If you get the fundamentals right, the rest of Ruby falls into place nicely. In this talk, Ruby developer and author David A. Black takes you on a tour of a large handful of Ruby features and techniques chosen to help you understand the essence of the language, and to avoid common pitfalls that sometimes hold people up when they're trying to master Ruby. All are invited: nubies, Rubyists who want to cement the foundations, and anyone who works with Ruby developers and wants to help them along the way.

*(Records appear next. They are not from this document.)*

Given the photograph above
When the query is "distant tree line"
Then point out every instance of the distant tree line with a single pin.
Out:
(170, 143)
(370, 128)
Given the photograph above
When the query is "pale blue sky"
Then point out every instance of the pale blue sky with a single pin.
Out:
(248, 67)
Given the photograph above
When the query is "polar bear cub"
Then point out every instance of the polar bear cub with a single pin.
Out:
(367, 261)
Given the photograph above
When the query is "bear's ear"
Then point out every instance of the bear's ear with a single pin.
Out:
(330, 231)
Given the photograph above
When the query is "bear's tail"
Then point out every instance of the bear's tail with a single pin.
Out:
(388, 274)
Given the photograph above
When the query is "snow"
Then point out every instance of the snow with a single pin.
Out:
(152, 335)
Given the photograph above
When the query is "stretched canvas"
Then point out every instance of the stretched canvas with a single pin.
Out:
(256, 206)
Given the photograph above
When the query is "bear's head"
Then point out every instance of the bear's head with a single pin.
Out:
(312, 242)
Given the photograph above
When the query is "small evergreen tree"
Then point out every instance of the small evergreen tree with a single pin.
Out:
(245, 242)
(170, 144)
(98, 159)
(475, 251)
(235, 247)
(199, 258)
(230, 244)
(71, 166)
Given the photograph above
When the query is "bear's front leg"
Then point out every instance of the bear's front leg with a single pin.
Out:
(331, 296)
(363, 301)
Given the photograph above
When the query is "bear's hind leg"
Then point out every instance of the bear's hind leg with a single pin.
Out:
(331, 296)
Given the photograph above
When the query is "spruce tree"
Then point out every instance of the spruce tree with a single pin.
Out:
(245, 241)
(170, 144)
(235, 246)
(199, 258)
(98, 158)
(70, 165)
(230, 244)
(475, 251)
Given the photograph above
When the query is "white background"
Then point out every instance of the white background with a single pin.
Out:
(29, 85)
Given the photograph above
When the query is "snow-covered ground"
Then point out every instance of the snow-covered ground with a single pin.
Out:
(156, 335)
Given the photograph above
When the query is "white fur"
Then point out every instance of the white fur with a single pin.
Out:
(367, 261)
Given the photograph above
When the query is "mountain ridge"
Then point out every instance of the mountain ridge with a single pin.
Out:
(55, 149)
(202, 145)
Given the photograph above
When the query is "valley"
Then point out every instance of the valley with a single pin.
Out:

Five Things You Didn't Know Your Documentation Tool Could Do

by Loren Segal

YARD is a pretty great tool for writing and serving documentation. But did you know you could also do some other neat things with your documentation tool? This talk will outline some of YARD's lesser known features and discuss different commands and techniques to visualize your code, provide basic code metrics, and ensure overall quality in your documentation.

June 12, 2012

Introduction to JRuby

by Jay McGaffigan

This will be a general introduction to JRuby, should be a great primer for anybody that is interested in getting their feet wet.

TorqueBox

by Kevin Menard

TorqueBox is a new kind of Ruby application platform that integrates popular technologies such as Ruby on Rails, while extending the footprint of Ruby applications to include built-in support for services such as messaging, scheduling, and daemons. TorqueBox provides an all-in-one environment, built upon the latest, most powerful JBoss AS Java application server. Functionality such as clustering, load-balancing and high-availability is included right out-of-the-box.

postgres_ext gem

by Dan McClain

TBA

April 10, 2012

A Pragmatic Approach to Rails Deployments and Operations

by Josh Nichols

Once a Rails application leaves the tender embraces of the development environment, it's an entirely new set of pitfalls and dangers to navigate. The care and feeding of a budding Rails application as takes its first steps into the wilds of the internet requires patience, dedication, and the most importantly: love. At Rails Machine, we've been able to thrive while managing and operating hundreds of Rails applications. I'll be talking about exactly what 'Rails Deployments and Operations' means and how it relates to The Business (HA HA!). I'll also outline with some pragmatic principles and guidelines, and see how we can apply them to a selection of operational topics. Deployment, hosting, configuration management, monitoring, and lots of other nouns.

Continuous Delivery

by Brian Kaney

This will cover a project management approach where features are delivered as soon as they are complete; and contrast this style from scheduled releases and iteration-based planning.